The episode features the study group gathering around for Christmas at Jeff's apartment as they try to convince their history professor to change their grade. Malcolm McDowell guest-stars as Professor Cornwallis.

== Plot summary ==
Jeff (Joel McHale) hosts a Christmas party for the study group at his apartment. After learning they failed their last history paper, Annie (Alison Brie) has secretly invited their professor, Noel Cornwallis (Malcolm McDowell) in hopes of convincing him to raise their grade. Jeff confesses to Britta (Gillian Jacobs) that he blew off his section to see a Tom Waits concert but is still confused as to how they failed the group project. Cornwallis quickly realizes the group is sucking up and reasons they are seeking to boost the C− from their paper. Jeff confronts Annie about why she said they "failed" with a C−; Annie explains the grade is not good enough for her because she is trying to become valedictorian. After overhearing Jeff's rants, Cornwallis changes the grade to an F.

While the group privately discusses what happened, Chang (Ken Jeong) ties Cornwallis to a chair in a misguided attempt to help them. The group decides to use the situation to negotiate with Cornwallis for a higher grade. Cornwallis employs mind games to get the group to turn on each other and release him. He offers an A to whoever unties him, with the rest getting an F, and seeks to use the group's romantic entanglements to his advantage. Cornwallis also reveals that the student on track for valedictorian is Shirley (Yvette Nicole Brown). Despite the temptation of undermining Shirley's grades by taking the A, Annie refuses to untie Cornwallis.

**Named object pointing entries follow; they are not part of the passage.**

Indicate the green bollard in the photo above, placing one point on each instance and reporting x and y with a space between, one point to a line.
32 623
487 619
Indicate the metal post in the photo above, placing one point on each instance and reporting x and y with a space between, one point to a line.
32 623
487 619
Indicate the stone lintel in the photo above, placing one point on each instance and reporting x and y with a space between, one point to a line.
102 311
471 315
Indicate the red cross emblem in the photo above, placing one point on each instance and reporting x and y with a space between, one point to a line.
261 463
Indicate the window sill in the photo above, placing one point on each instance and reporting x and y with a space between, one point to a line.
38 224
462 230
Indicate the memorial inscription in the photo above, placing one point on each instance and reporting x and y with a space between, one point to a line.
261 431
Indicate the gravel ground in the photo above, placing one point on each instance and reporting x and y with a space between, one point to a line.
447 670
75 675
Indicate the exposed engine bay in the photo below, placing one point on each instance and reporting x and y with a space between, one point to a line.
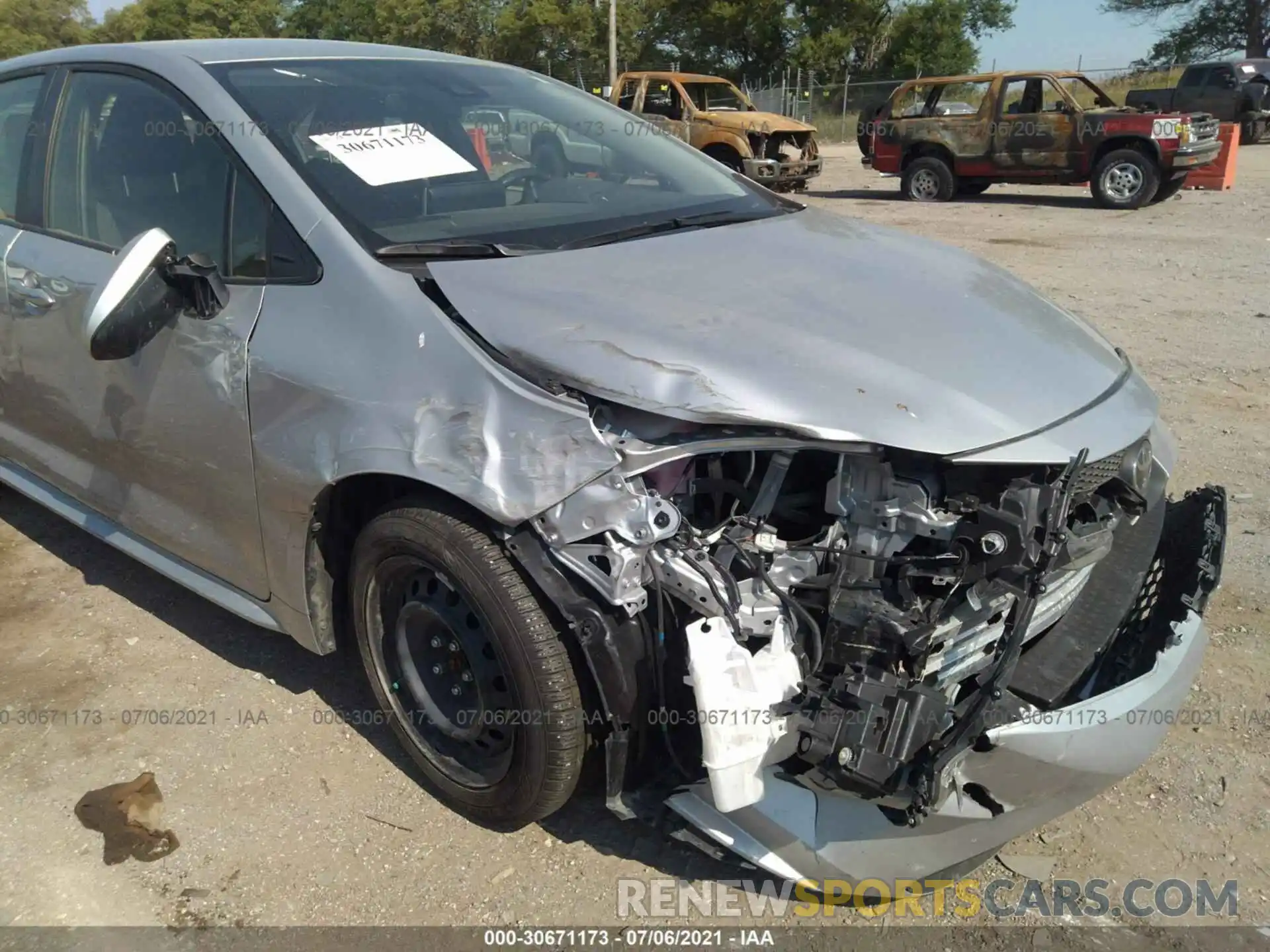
849 612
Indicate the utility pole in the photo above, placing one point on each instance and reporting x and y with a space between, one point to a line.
613 45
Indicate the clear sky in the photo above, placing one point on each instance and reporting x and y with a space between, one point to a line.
1047 34
1058 33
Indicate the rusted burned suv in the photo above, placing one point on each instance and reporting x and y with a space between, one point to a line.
712 114
1032 128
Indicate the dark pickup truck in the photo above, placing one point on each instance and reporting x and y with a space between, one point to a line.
1230 91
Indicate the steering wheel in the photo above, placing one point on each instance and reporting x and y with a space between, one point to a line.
526 178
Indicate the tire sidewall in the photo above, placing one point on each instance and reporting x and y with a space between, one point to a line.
396 535
940 169
1150 179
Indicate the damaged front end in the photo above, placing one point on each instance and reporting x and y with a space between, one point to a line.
783 159
814 651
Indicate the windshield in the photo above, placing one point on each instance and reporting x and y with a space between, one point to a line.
715 97
423 150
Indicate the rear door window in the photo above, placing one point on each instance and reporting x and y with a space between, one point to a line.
17 107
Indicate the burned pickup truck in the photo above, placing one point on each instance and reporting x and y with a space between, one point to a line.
712 114
1032 128
1230 91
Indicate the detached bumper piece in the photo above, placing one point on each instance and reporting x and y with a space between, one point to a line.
1043 763
770 172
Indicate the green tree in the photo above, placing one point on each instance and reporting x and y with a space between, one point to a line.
737 37
122 26
30 26
886 37
464 27
334 19
190 19
1206 27
552 36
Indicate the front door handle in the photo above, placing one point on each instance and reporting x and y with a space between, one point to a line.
36 299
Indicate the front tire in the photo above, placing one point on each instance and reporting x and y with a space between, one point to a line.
476 680
1124 179
929 179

Their conversation is interrupted by Dean Pelton's (Jim Rash) arrival at the door. After the dean leaves in a huff at not being invited to the party, the group realizes Cornwallis has been untied. Cornwallis taunts the group that they have a Benedict Arnold in their midst who freed him, but Jeff gives a speech explaining that the group will not turn on each other because they are all constantly making mistakes and forgiving each other. When Cornwallis continues his manipulation, the group ties him up again and settle in to open gifts. They realize after viewing Chang’s poorly wrapped gifts, he did not actually tie up Cornwallis in the first place. Cornwallis relents and admits he staged being restrained because the party provided a respite from his loneliness. The dean returns having forgiven the group and begins handing out kittens as gifts. Holding a kitten, Abed wonders how things might have differed in the Darkest Timeline, to Jeff’s exasperation.

The end tag shows the Darkest Timeline. There, Jeff convinces a judge to free Annie from Greendale Asylum. The pair kiss and then plot to invade the prime timeline.

==Production==
The episode is set in December at a Christmas party, but aired in April due to NBC delaying the premiere of the fourth season. This episode was written by co-executive producer Andy Bobrow who wanted to shoot the episode in a style similar to Alfred Hitchcock's Rope. It was directed by executive producer Tristram Shapeero, one of the seven season 4 episodes he directed. This is the first episode aired of season four to not feature Chevy Chase (Pierce) in either onscreen or voice parts. Although aired as episode ten, it was the ninth episode produced.

==Reception==
===Ratings===
The episode was seen by approximately 3.13 million viewers when it premiered, and increased 10% in viewership from the previous episode, and became the most-watched episode of the season since episode five.

===Critical reception===
Cory Barker of TV.com gave the episode a mixed review, saying "It offered some initial intrigue that it wasn't totally able to follow through with, then overcame that initial wave of disappointment with a strong middle, only to end on a lamer note. It wasn't a complete mess by any means, but it squandered more potential than I would have liked."

Emily VanDerWerff of The A.V. Club rated it a B−, but said, "This episode [...] tries to cram everything it can think of into the same show, when more simplicity would have led to a stronger episode overall."